Panik Panzer: Dagegen habe ich per se nichts. Aber das Publikum ist heterogener geworden. Vor zehn Jahren bestand bei einem Konzert die erste Reihe aus drei Schwarzvermummten und zwei Hunden. In Wiesbaden vor zwei Jahren sahen wir uns 20 kreischenden Teenagern gegenüber. Ich habe mich selbst nicht mehr rappen gehört, so laut waren die.

Koljah: Es gibt Begegnungen, die sonst nicht möglich wären. Jemand mit Tupac-Shirt steht neben einem, der das Shirt einer queeren Punkband trägt. Beide singen unsere Texte mit.

Danger Dan: Mich hat neulich jemand angeschrieben und gefragt, warum ich in einem Video mit einem Mann knutsche. Das sei doch gegen die Natur. Auch das war irgendwie ein Fan von uns. Ich habe ihn allerdings geblockt.

Zurück zur Politik: Dieses Jahr ist Bundestagswahl. Panik Panzer, Sie waren lange überzeugter Nichtwähler. Warum?

Panik Panzer: Ich hatte die Argumentation meiner linken Genossen übernommen, dass Wahlen nichts bringen - sonst wären sie verboten.

Danger Dan: Du klingst wie ein Mitläufer.

Panik Panzer: War ich auch. Ich habe übernommen, was mir gepredigt wurde. Heute denke ich, dass es ein Privileg ist, wählen zu dürfen. Einmal habe ich Die Partei gewählt aber grundsätzlich fühle ich mich von keiner Partei repräsentiert.

Danger Dan: Ich finde es schwierig, das zu sagen. Denn auch die neuen Rechten argumentieren, dass sie sich von keinem repräsentiert fühlen. Sprechen vom Berliner "Marionettentheater". Eigentlich will ich mich von denen abgrenzen - aber auch ich bin Nichtwähler. Die Partei ist mir zu lustig für eine so ernste Angelegenheit. Die Linke ist auch keine Option. Gerade gibt es für mich zwischen Sahra Wagenknecht und Beatrix von Storch zu viele Parallelen. Ich bin für die Revolution - und die kann man durch Wahlen nicht herbeiführen.

Bleibt also nur noch über Deutschland eine Atombombe abzuwerfen, wie es in einem Ihrer Songs heißt?

Koljah: Die Atombombe ist eine realpolitische Maßnahme, wie wählen gehen.

Was kommt danach?

Koljah: Wir beschreiben das im Song Baggersee. Die Atombombe ist Mittel zum Zweck, um ein riesiges Naherholungszentrum zu schaffen. Deutschland soll ein riesiger Krater werden, den man mit Wasser füllt. Dann kann man da Skateboard fahren, sich sonnen, schwimmen, Tretboot fahren. Das erscheint uns die angemessenere Alternative für Deutschland.

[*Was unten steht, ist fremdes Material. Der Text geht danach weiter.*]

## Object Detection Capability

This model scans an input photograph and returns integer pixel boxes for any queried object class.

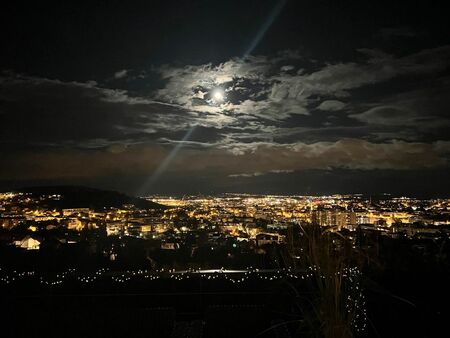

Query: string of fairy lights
[0,266,367,332]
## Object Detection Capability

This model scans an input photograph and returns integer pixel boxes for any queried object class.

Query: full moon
[212,88,225,102]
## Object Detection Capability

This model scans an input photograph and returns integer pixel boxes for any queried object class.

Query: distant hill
[16,186,166,209]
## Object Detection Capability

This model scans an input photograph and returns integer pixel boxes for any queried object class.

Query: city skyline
[0,0,450,198]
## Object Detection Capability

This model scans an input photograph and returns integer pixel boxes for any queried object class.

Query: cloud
[114,69,128,79]
[317,100,345,111]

Bestens informiert mit SZ Plus – 4 Wochen kostenlos zur Probe lesen. Jetzt bestellen unter: www.sz.de/szplus-testen

URL:
www.sz.de/1.3340084
Copyright:
Süddeutsche Zeitung Digitale Medien GmbH / Süddeutsche Zeitung GmbH
Quelle:
SZ.de/cag/sks
Jegliche Veröffentlichung und nicht-private Nutzung exklusiv über Süddeutsche Zeitung Content. Bitte senden Sie Ihre Nutzungsanfrage an syndication@sueddeutsche.de.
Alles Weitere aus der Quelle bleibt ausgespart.